There are two major concerns in this regard: steatohepatitis (recognised particularly in patients with a high body mass index [BMI]) and vascular changes resulting in increased post-operative haemorrhage. However, there is controversy relating to these complications and several studies have failed to demonstrate any increased risk of morbidity or mortality.12
A few reports on the role of hepatic arterial infusion chemotherapy as neoadjuvant treatment have been described. Using these techniques, resection rates of between 6 and 47% are reported.13 Nevertheless, few centres utilise this technique in preference to systemic chemotherapy.
Peri- and Post-operative Adjuvant Chemotherapy
Controversies exist relating to the role of adjuvant chemotherapy following curative surgical resection. The European Organisation for Research and Treatment of Cancer (EORTC) trial 40983 randomised 364 patients into a two-arm study.

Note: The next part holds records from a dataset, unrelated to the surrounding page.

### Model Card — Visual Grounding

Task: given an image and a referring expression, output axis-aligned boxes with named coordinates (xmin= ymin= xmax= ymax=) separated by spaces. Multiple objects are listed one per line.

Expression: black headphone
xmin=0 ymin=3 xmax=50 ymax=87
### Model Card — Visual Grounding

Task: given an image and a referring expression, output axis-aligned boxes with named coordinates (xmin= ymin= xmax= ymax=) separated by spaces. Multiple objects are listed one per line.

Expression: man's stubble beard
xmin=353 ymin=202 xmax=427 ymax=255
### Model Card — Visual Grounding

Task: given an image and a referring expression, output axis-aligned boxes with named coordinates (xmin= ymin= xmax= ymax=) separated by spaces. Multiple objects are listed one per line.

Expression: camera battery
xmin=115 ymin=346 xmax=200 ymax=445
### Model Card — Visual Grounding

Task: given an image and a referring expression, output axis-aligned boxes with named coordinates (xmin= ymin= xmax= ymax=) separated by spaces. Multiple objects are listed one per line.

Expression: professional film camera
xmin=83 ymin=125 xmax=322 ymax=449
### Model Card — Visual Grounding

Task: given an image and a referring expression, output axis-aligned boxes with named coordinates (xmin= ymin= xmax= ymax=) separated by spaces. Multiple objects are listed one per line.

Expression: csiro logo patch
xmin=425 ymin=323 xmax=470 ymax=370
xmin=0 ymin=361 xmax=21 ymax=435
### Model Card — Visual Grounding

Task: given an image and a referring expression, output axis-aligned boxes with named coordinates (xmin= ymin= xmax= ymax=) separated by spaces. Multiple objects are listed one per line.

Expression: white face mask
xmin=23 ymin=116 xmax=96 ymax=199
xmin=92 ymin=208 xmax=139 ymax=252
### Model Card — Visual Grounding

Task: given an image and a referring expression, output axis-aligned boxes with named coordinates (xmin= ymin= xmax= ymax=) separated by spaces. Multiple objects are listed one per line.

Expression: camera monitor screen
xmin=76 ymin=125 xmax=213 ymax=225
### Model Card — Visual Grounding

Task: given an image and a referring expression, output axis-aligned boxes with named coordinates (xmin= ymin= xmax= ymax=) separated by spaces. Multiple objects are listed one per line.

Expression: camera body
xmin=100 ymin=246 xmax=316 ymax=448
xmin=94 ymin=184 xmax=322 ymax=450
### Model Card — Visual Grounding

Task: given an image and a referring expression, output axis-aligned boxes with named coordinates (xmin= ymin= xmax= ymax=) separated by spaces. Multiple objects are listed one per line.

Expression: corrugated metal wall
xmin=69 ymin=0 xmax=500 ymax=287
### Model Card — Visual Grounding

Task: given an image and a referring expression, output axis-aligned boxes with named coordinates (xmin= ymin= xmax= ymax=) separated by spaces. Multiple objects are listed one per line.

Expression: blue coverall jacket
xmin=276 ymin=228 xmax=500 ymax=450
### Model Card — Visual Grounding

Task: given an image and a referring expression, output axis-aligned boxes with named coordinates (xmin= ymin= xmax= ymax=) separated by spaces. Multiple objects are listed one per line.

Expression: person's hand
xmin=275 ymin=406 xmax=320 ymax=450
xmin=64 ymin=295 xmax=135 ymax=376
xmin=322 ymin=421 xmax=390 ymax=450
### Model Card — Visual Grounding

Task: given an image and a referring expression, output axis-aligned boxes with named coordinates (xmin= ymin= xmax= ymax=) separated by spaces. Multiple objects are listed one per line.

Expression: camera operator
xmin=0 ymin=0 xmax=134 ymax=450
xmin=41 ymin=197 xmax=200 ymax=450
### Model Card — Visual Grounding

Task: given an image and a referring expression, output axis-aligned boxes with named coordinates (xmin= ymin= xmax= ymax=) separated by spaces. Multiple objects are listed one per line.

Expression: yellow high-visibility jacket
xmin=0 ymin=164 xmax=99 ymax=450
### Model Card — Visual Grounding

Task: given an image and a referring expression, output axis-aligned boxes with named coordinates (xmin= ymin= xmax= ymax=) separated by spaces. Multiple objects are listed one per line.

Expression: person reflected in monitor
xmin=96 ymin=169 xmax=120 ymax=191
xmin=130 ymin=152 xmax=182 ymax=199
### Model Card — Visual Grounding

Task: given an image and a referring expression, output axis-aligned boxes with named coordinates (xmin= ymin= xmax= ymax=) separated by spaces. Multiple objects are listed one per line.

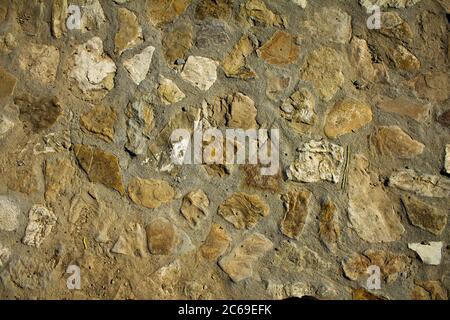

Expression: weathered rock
xmin=258 ymin=31 xmax=300 ymax=65
xmin=408 ymin=242 xmax=443 ymax=266
xmin=22 ymin=205 xmax=58 ymax=248
xmin=217 ymin=192 xmax=269 ymax=229
xmin=286 ymin=140 xmax=344 ymax=183
xmin=80 ymin=105 xmax=117 ymax=142
xmin=389 ymin=169 xmax=450 ymax=198
xmin=74 ymin=144 xmax=125 ymax=195
xmin=280 ymin=190 xmax=312 ymax=240
xmin=324 ymin=99 xmax=372 ymax=139
xmin=180 ymin=189 xmax=209 ymax=227
xmin=181 ymin=56 xmax=218 ymax=91
xmin=128 ymin=178 xmax=175 ymax=209
xmin=123 ymin=46 xmax=155 ymax=85
xmin=0 ymin=196 xmax=20 ymax=231
xmin=371 ymin=126 xmax=425 ymax=159
xmin=300 ymin=47 xmax=344 ymax=101
xmin=347 ymin=155 xmax=405 ymax=243
xmin=200 ymin=223 xmax=231 ymax=261
xmin=219 ymin=233 xmax=273 ymax=282
xmin=114 ymin=8 xmax=144 ymax=56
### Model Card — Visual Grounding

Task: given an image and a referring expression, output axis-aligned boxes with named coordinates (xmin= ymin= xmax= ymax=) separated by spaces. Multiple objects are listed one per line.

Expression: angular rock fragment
xmin=286 ymin=140 xmax=344 ymax=183
xmin=74 ymin=144 xmax=125 ymax=195
xmin=217 ymin=192 xmax=269 ymax=229
xmin=280 ymin=190 xmax=312 ymax=240
xmin=348 ymin=155 xmax=405 ymax=243
xmin=128 ymin=178 xmax=175 ymax=209
xmin=219 ymin=233 xmax=273 ymax=282
xmin=22 ymin=205 xmax=58 ymax=248
xmin=408 ymin=242 xmax=443 ymax=266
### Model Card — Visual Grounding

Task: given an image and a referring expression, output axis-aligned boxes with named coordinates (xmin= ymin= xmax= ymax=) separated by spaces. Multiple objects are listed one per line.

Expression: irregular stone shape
xmin=389 ymin=169 xmax=450 ymax=198
xmin=219 ymin=233 xmax=273 ymax=282
xmin=145 ymin=217 xmax=192 ymax=255
xmin=258 ymin=31 xmax=300 ymax=65
xmin=123 ymin=46 xmax=155 ymax=85
xmin=408 ymin=241 xmax=443 ymax=266
xmin=217 ymin=192 xmax=269 ymax=229
xmin=0 ymin=67 xmax=17 ymax=99
xmin=14 ymin=95 xmax=62 ymax=133
xmin=162 ymin=23 xmax=193 ymax=64
xmin=324 ymin=99 xmax=372 ymax=139
xmin=199 ymin=223 xmax=231 ymax=261
xmin=181 ymin=56 xmax=218 ymax=91
xmin=280 ymin=190 xmax=312 ymax=240
xmin=226 ymin=92 xmax=258 ymax=130
xmin=146 ymin=0 xmax=191 ymax=26
xmin=286 ymin=140 xmax=344 ymax=183
xmin=18 ymin=43 xmax=59 ymax=84
xmin=128 ymin=178 xmax=175 ymax=209
xmin=74 ymin=144 xmax=125 ymax=195
xmin=45 ymin=157 xmax=75 ymax=202
xmin=80 ymin=105 xmax=117 ymax=142
xmin=347 ymin=155 xmax=405 ymax=243
xmin=22 ymin=205 xmax=58 ymax=248
xmin=300 ymin=47 xmax=344 ymax=102
xmin=222 ymin=35 xmax=256 ymax=80
xmin=371 ymin=126 xmax=425 ymax=159
xmin=114 ymin=8 xmax=144 ymax=56
xmin=402 ymin=196 xmax=447 ymax=235
xmin=0 ymin=196 xmax=20 ymax=231
xmin=158 ymin=77 xmax=186 ymax=105
xmin=377 ymin=96 xmax=431 ymax=122
xmin=67 ymin=37 xmax=116 ymax=100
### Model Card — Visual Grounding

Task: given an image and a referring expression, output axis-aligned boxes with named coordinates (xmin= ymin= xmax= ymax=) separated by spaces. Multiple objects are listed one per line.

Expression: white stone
xmin=123 ymin=46 xmax=155 ymax=85
xmin=408 ymin=242 xmax=443 ymax=266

Patients received either FOLFOX-4 followed by surgery and post-operative FOLFOX-4 over three months or surgery alone.
There was some improvement in disease-free survival with perioperative chemotherapy. In patients in whom the metastases were subsequently resected, progression-free survival in resected patients was 42.4% versus 33.2% in un-resected patients (hazard ratio [HR] 0.73; p=0.025), indicating a favourable response.13 In this study there were no major differences in post-operative complications. A new study is being devised in which cetuximab is added to the chemotherapy regime alone or with bevacizumab. These results are awaited with interest.

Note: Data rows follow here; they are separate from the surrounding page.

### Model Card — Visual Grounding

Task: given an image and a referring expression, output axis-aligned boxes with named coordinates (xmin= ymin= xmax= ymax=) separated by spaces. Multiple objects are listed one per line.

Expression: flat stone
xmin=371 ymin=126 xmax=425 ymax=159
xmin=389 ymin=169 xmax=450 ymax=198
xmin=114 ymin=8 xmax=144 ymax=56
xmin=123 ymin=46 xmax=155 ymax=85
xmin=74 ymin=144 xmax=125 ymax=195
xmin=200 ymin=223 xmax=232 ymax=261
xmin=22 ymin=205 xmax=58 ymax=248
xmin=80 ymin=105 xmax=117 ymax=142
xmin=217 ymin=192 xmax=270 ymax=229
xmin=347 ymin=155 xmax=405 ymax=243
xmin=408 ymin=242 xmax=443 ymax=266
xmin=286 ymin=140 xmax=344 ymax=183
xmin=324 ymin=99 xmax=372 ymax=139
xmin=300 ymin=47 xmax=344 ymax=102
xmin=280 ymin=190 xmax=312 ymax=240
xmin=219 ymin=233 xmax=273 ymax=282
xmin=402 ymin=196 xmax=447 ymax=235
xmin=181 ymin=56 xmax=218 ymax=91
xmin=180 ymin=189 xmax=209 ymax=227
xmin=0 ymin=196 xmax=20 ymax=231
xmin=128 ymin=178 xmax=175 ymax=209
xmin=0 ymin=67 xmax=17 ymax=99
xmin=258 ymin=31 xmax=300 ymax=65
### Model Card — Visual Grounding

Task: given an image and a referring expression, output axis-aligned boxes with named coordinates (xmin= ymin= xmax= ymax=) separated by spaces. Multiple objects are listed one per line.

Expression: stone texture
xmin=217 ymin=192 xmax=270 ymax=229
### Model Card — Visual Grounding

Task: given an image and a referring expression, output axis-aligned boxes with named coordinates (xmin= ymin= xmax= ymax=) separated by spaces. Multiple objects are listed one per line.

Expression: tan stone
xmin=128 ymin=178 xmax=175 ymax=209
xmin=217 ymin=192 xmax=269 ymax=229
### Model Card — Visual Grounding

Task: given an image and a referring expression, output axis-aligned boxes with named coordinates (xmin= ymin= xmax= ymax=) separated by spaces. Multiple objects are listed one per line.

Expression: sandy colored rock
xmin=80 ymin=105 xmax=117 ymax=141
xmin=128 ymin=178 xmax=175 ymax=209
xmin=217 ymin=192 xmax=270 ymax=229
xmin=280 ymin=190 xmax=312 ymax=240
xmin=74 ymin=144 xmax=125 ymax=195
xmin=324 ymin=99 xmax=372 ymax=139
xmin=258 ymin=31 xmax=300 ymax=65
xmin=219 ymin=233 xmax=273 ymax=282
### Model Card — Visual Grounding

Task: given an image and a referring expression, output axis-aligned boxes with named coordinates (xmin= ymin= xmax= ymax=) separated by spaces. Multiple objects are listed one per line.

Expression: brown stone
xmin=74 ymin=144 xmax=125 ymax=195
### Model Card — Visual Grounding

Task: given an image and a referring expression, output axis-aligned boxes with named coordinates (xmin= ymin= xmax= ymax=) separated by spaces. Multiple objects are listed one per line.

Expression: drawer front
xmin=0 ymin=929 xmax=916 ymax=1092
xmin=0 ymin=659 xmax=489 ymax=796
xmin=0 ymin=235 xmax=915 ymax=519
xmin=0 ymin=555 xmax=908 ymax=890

There is increasing interest in the role of radiofrequency ablation of liver metastases. Numerous reports have suggested improvements in survival in patients with unresectable disease. Five-year survival rates between 23 and 58% and even 10-year survival rates of up to 25% have been reported.14,15 This is a relatively minimally invasive technique associated with a low incidence of toxicity. Radiofrequency ablation can be used to extend the role of surgery by enabling a hemihepatectomy to be performed with radiofrequency ablation of lesions in the adjacent lobe carried out either percutaneously or intraoperatively. Other studies have even suggested that patients with resectable disease can be treated with radiofrequency ablation, thus avoiding the problems of major surgery.16–18 In the same way that surgery is combined with chemotherapy, so radiofrequency ablation should be combined with appropriate chemotherapy. There is no doubt that such therapy must be discussed in a multidisciplinary meeting, and careful selection is essential to achieve good results.

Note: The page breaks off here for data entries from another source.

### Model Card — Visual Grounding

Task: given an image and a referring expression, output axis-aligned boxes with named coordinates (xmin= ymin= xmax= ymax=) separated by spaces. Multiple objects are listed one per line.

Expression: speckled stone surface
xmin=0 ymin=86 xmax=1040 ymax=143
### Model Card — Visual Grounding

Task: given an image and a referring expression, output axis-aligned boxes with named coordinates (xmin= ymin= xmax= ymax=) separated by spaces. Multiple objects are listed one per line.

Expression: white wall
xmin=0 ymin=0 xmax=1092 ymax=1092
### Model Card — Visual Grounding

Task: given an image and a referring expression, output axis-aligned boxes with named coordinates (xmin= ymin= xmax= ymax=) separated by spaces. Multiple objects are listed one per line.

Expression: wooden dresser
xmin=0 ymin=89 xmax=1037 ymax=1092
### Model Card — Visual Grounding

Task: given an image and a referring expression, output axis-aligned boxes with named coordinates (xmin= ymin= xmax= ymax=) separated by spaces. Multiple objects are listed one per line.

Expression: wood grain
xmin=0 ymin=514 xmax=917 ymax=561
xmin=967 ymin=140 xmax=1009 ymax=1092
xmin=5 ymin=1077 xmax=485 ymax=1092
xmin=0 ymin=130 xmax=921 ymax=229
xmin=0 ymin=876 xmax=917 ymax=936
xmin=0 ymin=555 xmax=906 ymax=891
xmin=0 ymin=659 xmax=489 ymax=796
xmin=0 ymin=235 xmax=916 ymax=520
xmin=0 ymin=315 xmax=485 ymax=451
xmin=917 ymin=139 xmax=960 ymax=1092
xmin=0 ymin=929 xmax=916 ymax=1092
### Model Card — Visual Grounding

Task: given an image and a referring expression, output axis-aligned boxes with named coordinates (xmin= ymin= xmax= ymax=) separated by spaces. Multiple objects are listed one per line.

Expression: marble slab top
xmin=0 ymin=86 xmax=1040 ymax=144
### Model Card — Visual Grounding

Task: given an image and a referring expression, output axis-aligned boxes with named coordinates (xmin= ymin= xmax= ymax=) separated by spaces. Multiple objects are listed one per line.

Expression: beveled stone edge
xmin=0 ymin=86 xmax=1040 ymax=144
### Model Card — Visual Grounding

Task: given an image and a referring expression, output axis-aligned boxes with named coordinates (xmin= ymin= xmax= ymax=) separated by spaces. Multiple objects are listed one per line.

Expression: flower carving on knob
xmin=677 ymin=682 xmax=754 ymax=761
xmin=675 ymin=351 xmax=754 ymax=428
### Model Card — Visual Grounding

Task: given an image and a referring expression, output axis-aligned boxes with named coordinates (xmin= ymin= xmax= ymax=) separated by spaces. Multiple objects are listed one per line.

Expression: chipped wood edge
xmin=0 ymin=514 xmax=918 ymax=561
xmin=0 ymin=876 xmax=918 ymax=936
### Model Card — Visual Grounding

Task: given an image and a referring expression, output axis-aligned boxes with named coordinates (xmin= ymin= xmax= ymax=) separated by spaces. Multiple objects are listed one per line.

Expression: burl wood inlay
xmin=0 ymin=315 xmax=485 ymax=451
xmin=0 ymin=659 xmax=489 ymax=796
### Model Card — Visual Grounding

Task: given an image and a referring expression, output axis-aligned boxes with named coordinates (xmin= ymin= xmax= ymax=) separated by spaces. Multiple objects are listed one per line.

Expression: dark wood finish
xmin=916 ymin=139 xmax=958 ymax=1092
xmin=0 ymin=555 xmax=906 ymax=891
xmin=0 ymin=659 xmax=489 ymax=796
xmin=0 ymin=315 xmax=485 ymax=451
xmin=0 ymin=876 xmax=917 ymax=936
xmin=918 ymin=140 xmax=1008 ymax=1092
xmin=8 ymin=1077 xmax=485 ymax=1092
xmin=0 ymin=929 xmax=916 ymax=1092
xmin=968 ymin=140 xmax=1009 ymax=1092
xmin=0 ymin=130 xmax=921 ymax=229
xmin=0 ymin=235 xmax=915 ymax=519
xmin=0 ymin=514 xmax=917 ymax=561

All otherwise fit patients with CRLMs should be referred to a multidisciplinary specialist team in order to ensure that the most effective therapy is initiated. Surgery has a major role and, whenever possible, all resectable disease should be removed. Patients whose disease is extensive and inoperable may be converted to operable disease by appropriate neoadjuvant therapy, and this treatment should be considered and discussed with the patient. Undoubtedly, increased resection rates can be achieved and therefore outcome improved.
Patients who have undergone appropriate resection with removal of all macroscopic disease may benefit from adjuvant chemotherapy with the addition of biological agents. Several studies are at present ongoing. It is important to remember the role of radiofrequency ablation in increasing resectability rates and dealing with recurrent disease following surgery. A combination of radiofrequency ablation with chemotherapy may be used to downstage inoperable disease towards a resectable state.